Sometimes the song on the back of the single carries the quieter truth. Neil Diamond’s “Once in a While”, issued in 1977 as the original B-side to “Desiree”, lives in that intimate space where a major artist sounds less like a headline and more like a human voice in the room.
In 1977, when Neil Diamond released “Desiree” from I’m Glad You’re Here With Me Tonight, the song chosen for the other side was “Once in a While”. That detail matters. In the age of the 45, a B-side was never just extra product. It was often the song a listener found after the radio moment had passed, after the hit had made its claim, after the needle was lifted and the record was turned over by hand. The A-side introduced the public face. The B-side, at its best, revealed the private weather behind it.

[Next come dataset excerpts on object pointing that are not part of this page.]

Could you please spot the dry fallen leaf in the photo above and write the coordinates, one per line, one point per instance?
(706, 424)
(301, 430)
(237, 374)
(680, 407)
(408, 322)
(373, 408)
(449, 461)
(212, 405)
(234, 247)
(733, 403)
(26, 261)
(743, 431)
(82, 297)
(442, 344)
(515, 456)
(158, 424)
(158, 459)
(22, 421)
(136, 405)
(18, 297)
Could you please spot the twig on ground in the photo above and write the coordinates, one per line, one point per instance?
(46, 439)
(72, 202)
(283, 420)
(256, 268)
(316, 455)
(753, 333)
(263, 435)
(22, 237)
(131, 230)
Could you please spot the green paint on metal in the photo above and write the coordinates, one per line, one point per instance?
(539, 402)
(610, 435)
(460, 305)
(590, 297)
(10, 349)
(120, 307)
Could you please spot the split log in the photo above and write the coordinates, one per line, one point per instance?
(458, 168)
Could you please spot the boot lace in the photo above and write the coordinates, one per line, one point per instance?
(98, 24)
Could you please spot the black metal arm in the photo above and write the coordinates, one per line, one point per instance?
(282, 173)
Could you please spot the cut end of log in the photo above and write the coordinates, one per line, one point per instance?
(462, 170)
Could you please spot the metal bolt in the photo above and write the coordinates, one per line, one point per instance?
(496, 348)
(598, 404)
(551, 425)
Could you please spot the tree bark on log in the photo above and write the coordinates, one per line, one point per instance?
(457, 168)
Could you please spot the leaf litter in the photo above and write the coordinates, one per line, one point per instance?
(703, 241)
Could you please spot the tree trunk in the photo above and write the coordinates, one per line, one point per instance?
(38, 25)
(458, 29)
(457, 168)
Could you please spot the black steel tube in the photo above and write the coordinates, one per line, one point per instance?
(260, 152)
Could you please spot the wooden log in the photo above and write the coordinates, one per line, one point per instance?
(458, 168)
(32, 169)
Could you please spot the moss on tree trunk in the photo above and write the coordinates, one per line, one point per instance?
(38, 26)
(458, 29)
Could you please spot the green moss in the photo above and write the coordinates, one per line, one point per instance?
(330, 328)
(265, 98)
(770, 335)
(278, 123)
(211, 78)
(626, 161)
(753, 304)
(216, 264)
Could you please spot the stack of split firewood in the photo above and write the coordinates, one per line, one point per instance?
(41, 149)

That is part of what makes “Once in a While” so interesting in Diamond’s catalog. It comes from the same 1977 album that carried the warm, polished atmosphere of I’m Glad You’re Here With Me Tonight, a record shaped by intimacy more than spectacle. By that point, Diamond was already one of the most recognizable singer-songwriters in American pop, a performer capable of commanding a large stage without losing the feeling that he was addressing one person across a small distance. The late-1970s recordings from this period often held that balance: commercial confidence on the surface, emotional hesitation somewhere underneath. A song like “Once in a While” fits naturally into that world.
There is something deeply revealing about a B-side attached to a single such as “Desiree”. The hit has a clear mission. It goes out into the world with a title people can remember, a chorus radio can carry, and a public identity strong enough to survive repetition. The song on the reverse side can do something subtler. It can linger. It can move in a lower voice. It can leave more space between one line and the next. That quieter design is often where mature artists show their instincts most clearly, because they are no longer trying to make the broadest gesture in the room. They are trusting tone, phrasing, and emotional restraint.
“Once in a While” feels shaped by exactly that kind of restraint. Rather than reaching for drama at every turn, it lets the feeling accumulate gradually. That was one of Diamond’s enduring strengths as a singer. Even when his records were arranged with the sheen of their era, he knew how to keep a line grounded, how to let a melody carry reflection instead of declaration. His voice could sound large, but it could also sound thoughtful, and that difference matters here. The song does not need to compete with the A-side to justify itself. Its value comes from the way it deepens the emotional field around the single and the album that produced it.
Seen in the context of I’m Glad You’re Here With Me Tonight, the choice makes even more sense. The album belongs to a phase of Diamond’s work where romance, memory, gratitude, and uncertainty often sit near one another. He was writing and recording in a style that embraced adult pop without surrendering personality. There is softness in the material, but not emptiness; polish, but not coldness. That is why a song tucked away as a B-side can still feel worth revisiting decades later. It is not simply a collectible detail for completists. It is part of the emotional architecture of the era.
There is also a cultural pleasure in remembering what a B-side once meant. Listeners did not always discover a song through playlists, algorithms, or retrospective compilations. Sometimes they found it because they bought a single for one reason and stayed for another. “Once in a While” belongs to that older ritual of discovery. You imagine the 45 in hand, the brief silence between sides, the almost casual decision to keep listening. Then the reward: a song that was never introduced as the main event, yet quietly enlarges the story. That kind of encounter created loyalty of a different kind. It made music feel less like a stream and more like a possession, something handled, examined, replayed.
What lasts about Neil Diamond is not only the big choruses or the arena-sized identification his most famous songs inspired. It is also this capacity to leave behind corners of feeling that do not announce themselves immediately. “Once in a While”, in its place as the original B-side to “Desiree” in 1977, reminds us that the overlooked side of a record can sometimes tell us as much about an artist as the side everyone already knows. It carries the hush after the applause, the smaller confession after the larger gesture. And for many listeners, that is exactly where a song begins to feel personal.
So the story of “Once in a While” is not about being bigger than “Desiree”, or correcting the history of a hit. It is about hearing the full shape of a moment in Neil Diamond’s career: the public single on one side, the inward glance on the other. Decades later, that balance still feels beautiful. Not because the song demanded the spotlight, but because it never had to. It simply waited on the reverse side, where so many lasting discoveries once began.